Memphis, TN Steamer R F SASS Wreck, May 1860

Another Steamboat Disaster.


[From the Memphis Enquirer.]
Following close in the wake of the terrible disaster occasioned by the burning of the steamer A. T. Lacey, a short distance above this city, a few weeks ago, we are again called upon to record another, and one of the most appalling accidents which it has ever been our province to notice, connected with the many disasters which of late have happened on the Mississippi. Thursday evening, between 11 and 12 o'clock, as the Cincinnati and New Orleans steamer R. F. Sass was passing Clark's bar, about fifty miles below this city, she picked up a monstrous snag, which was lying directly in the middle of the channel, its location not even making a ripple upon the surface of the water.

The snag entered the boat at midships, careening her to the starboard side, causing her to sink in less than five minutes in over twenty-five feet of water. Of the passengers and crew of the Sass there were aboard, in all, over one hundred and thirty souls, the greater portion of whom had retired to bed at the time of the accident. No sooner had the boat struck than the alarm was given by those who were on watch to the passengers, who were speedily aroused and made sensible of the imminent danger in which they were placed. Many of the passengers, including a number of ladies and children, in almost a nude state, rushed to the hurricane deck; while others, in the frenzy of excitement, sprang into the river and were drowned. Even a portion of those who attempted to get above - so rapidly did the boat fill - were drowned, being foiled in their endeavors to escape by the encroaching waters.

No sooner had the passengers who were so fortunate as to clear the cabin reached the upper deck than the boat parted, the cabin floating off, carrying with it over one hundred souls, all of whom were saved, the wreck landing about three miles below. Of the passengers known to be lost we give a correct list as far as it goes, through doubtless many whose names are not given here found a watery grave:
MR. JAMES V. LINDSAY, New Orleans.
MRS. KATE WHITTEN, and son, fifteen years old, Lafayette, Indiana.
MRS. H. C. NEOL and daughter, four years old, Parkersburg, Virginia.
MRS. WM. HARRIS, Parkersburg, Virginia.
JOHN PANKEY, Illinois.
WM. WILSON, Cincinnati.
CHAS. ALLENDALE, Syracuse, Ohio.
FRANCES EAVITT and WILLIAM EAVITT, respectively 12 and 9 years old - daughter and son of MRS. CANNAH, of Louisiana - going to Indiana.
WM. H. DEWITT, (colored) fireman, Cincinnati.
________ GRAFF, porter, Cincinnati.
Two servants of DR. ROBERTSON, of Nashville.
ROSS, servant of MRS. CONEY, New Orleans.
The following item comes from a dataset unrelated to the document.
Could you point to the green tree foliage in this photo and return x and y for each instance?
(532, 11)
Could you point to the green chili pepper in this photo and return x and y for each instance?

Mrs. H. C. NEOL should be listed as Mrs, H.C. Neale

Mrs. H. C. NEOL should be listed as Mrs, H.C. Neale. Her daughter's name was Olive Neale.

Mrs. William Harris first name was Caroline.

Eavitt victims of Sass sinking

This is in regard to Frances Eavitt and William Eavitt, daughter and son of Mrs. Cannah.

They are distant relatives of mine. Their actual names are Frances Ibert and William Ibert, daughter and son of Mrs. Cavanah. Frances and William are interred in Franklin City Cemetery in Louisiana. Mrs. Cavanah was married before to Frances Xavier Ibert. That's why the children have a different last name.